I really want to like Currents. It’s nice to read, but I feel like I have to go out of my way to even open it. The other apps I reviewed all have easy ways into the app, like widgets and top story filtering. It seems as though Google made the app with big dreams for its future and just forgot about it.
If you haven’t heard about this one, I want to know where you’ve been. A practically necessary app for the iPad. It was exclusively available for the Samsung Galaxy SIII then opened up for all Android soon after. I wonder about this: it started as an iPad app, then it was ported to Android for phones. Then it was available for the iPhone. Yet there is no native Android tablet version. Either way it doesn’t look bad on the 7″ screen.
- The real reason Flipboard is such an amazing app is that it combines almost every social network you could have (Twitter, Google+, Google Reader, Tumblr, Instagram, more) and pulls the content from links and pictures. Combine that with a beautiful magazine-like flipping gesture and an easy to access “Cover Stories” section.

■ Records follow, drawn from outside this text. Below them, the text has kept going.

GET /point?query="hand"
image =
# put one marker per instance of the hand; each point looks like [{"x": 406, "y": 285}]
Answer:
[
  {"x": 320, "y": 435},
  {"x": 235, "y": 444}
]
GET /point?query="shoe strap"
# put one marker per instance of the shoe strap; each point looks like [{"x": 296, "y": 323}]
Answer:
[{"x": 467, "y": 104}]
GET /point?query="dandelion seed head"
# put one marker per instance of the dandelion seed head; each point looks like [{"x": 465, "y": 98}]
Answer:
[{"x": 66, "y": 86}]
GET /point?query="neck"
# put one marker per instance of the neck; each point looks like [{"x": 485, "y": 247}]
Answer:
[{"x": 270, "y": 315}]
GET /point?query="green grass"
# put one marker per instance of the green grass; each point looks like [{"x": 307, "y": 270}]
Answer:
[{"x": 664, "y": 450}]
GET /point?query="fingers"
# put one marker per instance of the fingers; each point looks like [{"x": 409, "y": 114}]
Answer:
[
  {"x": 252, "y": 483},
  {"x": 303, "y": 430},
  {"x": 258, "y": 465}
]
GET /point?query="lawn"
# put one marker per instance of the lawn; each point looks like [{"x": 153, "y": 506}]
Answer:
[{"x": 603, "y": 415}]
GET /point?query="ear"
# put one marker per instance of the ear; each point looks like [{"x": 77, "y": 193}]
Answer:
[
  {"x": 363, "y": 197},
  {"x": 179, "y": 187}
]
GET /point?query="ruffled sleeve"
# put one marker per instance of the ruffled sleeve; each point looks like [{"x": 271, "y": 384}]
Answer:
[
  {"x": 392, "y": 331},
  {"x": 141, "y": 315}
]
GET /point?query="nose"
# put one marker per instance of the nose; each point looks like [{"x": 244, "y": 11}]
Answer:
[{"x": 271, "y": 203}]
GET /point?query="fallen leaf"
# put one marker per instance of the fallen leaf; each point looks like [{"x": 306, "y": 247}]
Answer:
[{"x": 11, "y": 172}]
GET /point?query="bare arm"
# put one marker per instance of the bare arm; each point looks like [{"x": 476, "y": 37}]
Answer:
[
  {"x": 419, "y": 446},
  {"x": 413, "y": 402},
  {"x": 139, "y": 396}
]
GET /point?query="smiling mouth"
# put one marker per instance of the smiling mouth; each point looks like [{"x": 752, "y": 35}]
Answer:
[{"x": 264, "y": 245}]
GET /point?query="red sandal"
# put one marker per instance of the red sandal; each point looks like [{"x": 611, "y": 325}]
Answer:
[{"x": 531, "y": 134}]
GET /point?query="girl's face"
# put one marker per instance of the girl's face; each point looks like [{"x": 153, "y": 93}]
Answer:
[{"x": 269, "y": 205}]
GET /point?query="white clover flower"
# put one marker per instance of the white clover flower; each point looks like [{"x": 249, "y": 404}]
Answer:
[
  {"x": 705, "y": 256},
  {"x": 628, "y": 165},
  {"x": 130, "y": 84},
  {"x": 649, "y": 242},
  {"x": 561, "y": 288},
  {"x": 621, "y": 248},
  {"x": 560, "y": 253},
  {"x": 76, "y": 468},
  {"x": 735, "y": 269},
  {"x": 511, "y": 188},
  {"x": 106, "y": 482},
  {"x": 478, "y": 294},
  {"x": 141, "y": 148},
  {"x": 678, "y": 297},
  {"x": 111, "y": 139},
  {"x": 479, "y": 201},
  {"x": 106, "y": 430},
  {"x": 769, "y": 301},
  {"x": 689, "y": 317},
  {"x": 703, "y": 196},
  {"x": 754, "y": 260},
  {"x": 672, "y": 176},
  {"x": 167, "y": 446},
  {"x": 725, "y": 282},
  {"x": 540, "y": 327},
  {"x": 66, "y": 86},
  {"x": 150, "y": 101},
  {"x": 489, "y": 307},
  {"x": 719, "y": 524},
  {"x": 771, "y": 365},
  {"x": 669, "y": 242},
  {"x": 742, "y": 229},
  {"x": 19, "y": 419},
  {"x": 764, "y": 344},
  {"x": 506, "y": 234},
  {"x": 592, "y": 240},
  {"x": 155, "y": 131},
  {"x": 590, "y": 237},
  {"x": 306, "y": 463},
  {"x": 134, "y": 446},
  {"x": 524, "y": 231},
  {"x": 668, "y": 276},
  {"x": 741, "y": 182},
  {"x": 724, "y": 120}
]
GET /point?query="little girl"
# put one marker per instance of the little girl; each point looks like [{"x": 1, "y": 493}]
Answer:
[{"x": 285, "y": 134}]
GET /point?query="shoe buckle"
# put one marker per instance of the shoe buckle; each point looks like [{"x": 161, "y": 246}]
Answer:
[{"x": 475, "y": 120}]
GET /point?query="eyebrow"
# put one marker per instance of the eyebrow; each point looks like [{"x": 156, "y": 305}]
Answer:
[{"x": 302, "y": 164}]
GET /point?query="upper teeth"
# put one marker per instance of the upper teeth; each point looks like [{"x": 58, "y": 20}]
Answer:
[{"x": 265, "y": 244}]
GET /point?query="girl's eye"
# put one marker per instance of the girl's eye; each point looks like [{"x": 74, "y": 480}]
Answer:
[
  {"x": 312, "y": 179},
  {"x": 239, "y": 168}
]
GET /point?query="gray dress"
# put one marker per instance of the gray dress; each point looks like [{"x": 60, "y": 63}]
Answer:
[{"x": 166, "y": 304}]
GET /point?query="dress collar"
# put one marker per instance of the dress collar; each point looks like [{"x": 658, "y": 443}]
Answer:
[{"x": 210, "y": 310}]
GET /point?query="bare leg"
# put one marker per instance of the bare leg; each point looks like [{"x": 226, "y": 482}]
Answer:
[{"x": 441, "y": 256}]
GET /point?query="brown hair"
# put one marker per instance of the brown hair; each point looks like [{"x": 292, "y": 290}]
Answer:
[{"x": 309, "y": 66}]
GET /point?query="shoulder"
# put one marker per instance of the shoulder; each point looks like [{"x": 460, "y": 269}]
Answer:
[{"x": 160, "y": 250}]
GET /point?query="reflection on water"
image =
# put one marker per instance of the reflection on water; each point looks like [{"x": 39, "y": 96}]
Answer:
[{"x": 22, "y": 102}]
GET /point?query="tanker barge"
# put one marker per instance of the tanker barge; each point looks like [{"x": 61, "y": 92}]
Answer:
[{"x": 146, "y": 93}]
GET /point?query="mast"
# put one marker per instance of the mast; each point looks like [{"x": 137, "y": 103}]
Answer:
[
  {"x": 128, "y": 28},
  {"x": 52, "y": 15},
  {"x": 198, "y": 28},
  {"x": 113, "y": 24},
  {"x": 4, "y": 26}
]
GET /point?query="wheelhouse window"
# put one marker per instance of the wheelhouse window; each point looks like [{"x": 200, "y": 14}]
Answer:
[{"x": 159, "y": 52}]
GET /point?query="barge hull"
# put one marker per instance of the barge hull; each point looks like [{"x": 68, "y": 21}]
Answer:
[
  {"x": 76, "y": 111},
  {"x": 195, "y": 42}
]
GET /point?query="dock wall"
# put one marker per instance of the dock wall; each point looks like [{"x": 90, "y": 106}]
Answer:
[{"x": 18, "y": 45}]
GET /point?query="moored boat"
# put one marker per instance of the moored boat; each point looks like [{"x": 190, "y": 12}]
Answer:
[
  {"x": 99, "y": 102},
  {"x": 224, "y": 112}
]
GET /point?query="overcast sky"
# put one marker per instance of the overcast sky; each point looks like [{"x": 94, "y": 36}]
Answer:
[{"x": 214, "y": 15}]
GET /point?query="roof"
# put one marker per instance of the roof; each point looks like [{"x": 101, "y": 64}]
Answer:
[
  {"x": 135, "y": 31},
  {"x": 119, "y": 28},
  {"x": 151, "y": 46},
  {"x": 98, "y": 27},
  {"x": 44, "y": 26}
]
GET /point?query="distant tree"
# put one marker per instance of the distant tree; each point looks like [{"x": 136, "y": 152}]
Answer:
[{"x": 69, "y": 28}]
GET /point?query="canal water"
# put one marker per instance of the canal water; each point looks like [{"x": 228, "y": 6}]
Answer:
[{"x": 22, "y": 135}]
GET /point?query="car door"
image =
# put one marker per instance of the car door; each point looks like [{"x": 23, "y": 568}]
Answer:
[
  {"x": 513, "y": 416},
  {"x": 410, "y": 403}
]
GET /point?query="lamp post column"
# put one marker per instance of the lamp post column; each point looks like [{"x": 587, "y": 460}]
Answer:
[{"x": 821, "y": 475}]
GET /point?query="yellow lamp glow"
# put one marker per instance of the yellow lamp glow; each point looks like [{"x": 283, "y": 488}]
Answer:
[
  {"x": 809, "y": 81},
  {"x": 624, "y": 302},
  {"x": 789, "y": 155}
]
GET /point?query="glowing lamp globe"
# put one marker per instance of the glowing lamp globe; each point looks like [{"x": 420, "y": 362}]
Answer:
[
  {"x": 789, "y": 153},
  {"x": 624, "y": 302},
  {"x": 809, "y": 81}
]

- Sizable home screen widget.
- Curated feed bundles by topic and certain cities.
- Some podcast feeds.
- Inconsistent content viewing. I don’t know what it’s like on an iPad, but since the format was made for a smaller phone screen, the article views are odd. Some sources use the flipping animation. Some just open up a web page within the app. Sometimes the font is small, sometimes big, sometimes serif fonts, sometimes sans.
I have a love/hate relationship with Flipboard. The design is great and I love seeing all my social feeds in one place. Not to mention the fact that the Facebook integration is so much better than the actual Facebook app. But, for my money (they’re all free), other apps handle news better.
Feedly is actually a front-end for Google Reader with both a desktop app (via browser addon) and mobile apps. Because it syncs with Google Reader, all the apps sync with each other. The app is simple to use. It takes advantage of gestures and has read later app integration. Pocket is my app of choice. If a link is tapped, it opens up a browser in the app, then an option to de-clutter the web page appears, which allows just text to be read.
- Home Screen Widget. The beta version is an improvement, and that should show up in the next update of the app.
- Web app syncing.
- Easy to read top/new stories
- Pre-bundled subscriptions by topic for new users.
- It maybe just me, but every so often, the app freezes up and registers a long press without my finger. The long press bookmarks an article. So, afterwards, I have to clean up my Pocket queue.
- The app also logs me out of my Google account every now and then.
This is my favorite news reader. I’ve been using Google Reader as my RSS feed reader for years and this app makes it usable and pretty, on both my browser and my device. It has a few annoyances, but the benefits far outweigh them.